Na sua opinião, as fraturas nas costelas de Ihor Homeniuk causaram uma “instabilidade torácica” que o levarou à morte, não podendo precisar quantas horas seria preciso para que isso fosse fatal.
Segundo Carlos Durão, a morte de Ihor Homeniuk resultou de “causa violenta” e externa, tendo este passageiro ucraniano morrido por asfixia lenta.
O perito disse ainda não ter detetado lesões na língua da vítima, afastando a possibilidade de este ter morrido por “aspiração do vómito”, porque não havia sinais disso na traqueia.
Ainda de acordo com o diário, Carlos Durão traçou também vários cenários em que a morte de Ihor Homenyuk poderia ter sido evitada: se tivesse ficado imobilizado, com as mãos atrás das costas, durante várias horas, mas não tivesse sido agredido, “poderia ter morrido, mas seria pouco provável”; se tivesse sido agredido “mas fosse assistido no imediato, provavelmente ainda estaria vivo”; se fosse agredido sem estar algemado, mesmo que não tivesse tido assistência “a situação poderia ter tido outro desfecho”.
Durante a sessão desta quarta-feira foram ainda ouvidos dois inspetores do SEF que relataram pormenores relacionados com os acontecimentos que antecederam a morte do passageiro ucraniano que, na véspera, já havia recusado embarcar com destino a Instambul, rumo à Ucrânia.

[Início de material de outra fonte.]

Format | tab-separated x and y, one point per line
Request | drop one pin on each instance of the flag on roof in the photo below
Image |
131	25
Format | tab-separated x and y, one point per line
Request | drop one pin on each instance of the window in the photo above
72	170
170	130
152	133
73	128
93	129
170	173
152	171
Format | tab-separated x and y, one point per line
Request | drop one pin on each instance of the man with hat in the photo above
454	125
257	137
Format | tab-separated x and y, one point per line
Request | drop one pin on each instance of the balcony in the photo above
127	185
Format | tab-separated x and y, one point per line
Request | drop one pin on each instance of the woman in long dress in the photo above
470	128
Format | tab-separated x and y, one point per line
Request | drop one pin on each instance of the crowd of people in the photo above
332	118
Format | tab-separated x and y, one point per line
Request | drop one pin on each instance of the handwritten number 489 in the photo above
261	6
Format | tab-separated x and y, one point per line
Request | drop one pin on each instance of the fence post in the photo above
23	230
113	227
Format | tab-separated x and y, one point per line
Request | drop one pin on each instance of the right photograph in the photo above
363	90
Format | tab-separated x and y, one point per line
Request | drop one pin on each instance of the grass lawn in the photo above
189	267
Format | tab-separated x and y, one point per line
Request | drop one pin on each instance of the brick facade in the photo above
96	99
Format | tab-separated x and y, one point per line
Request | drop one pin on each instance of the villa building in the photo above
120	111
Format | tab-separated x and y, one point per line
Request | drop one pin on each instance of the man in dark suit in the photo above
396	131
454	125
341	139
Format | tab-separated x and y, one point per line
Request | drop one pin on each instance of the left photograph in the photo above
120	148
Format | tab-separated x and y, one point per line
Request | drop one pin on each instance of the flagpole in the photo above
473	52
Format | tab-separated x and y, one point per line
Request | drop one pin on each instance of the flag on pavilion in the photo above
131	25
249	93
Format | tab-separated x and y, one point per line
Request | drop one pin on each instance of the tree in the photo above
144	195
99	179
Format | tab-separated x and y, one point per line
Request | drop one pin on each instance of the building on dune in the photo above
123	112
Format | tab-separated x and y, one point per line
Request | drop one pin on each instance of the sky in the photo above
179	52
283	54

Os três inspetores do SEF – Duarte Laja, Luís Silva e Bruno Sousa – estão acusados de homicídio qualificado de Ihor, punível com penas até 25 anos de prisão.
Os arguidos negam, no entanto, a acusação de homicídio qualificado e referem que nem sequer agrediram Ihor Homenyuk, usaram apenas a força necessária para conter um “passageiro” que estava a ter um “comportamento autodestrutivo”.
O crime terá ocorrido a 12 de março de 2020, dois dias após o cidadão do Leste ter sido impedido de entrar em Portugal, alegadamente por não ter visto de trabalho. Após ser espancado, terá sido deixado no chão, manietado, a asfixiar lentamente até à morte. Dois dos inspetores respondem ainda pelo crime de posse de arma proibida (bastão).
Isolar passageiros naquela sala era “prática habitual”
O antigo diretor de fronteiras de Lisboa, afastado na sequência do homicídio de Ihor Homeniuk, admitiu que colocar passageiros que se “portavam mal” na Sala Médicos do Mundo era “prática habitual” e regulamentada, avança o Observador.
“Não tendo um sítio adequado para colocar uma pessoa, o único que não tem pessoas é a Sala Médicos do mundo. Tenho de retirar de lá tudo o que possa magoar. Está regulamentado e é prática habitual. Está previsto no regulamento”, disse Sérgio Henriques.
Além disso, o ex-diretor considerou “perfeitamente normal” que Ihor Homeniuk tenha sido algemado. “Os inspetores têm formação minimamente adequada em termos humanos para lidar com pessoas”, disse, explicando que “quem algema tem de comunicar à hierarquia”, que, neste caso, seria o inspetor-chefe João Diogo e o inspetor de turno João Agostinho.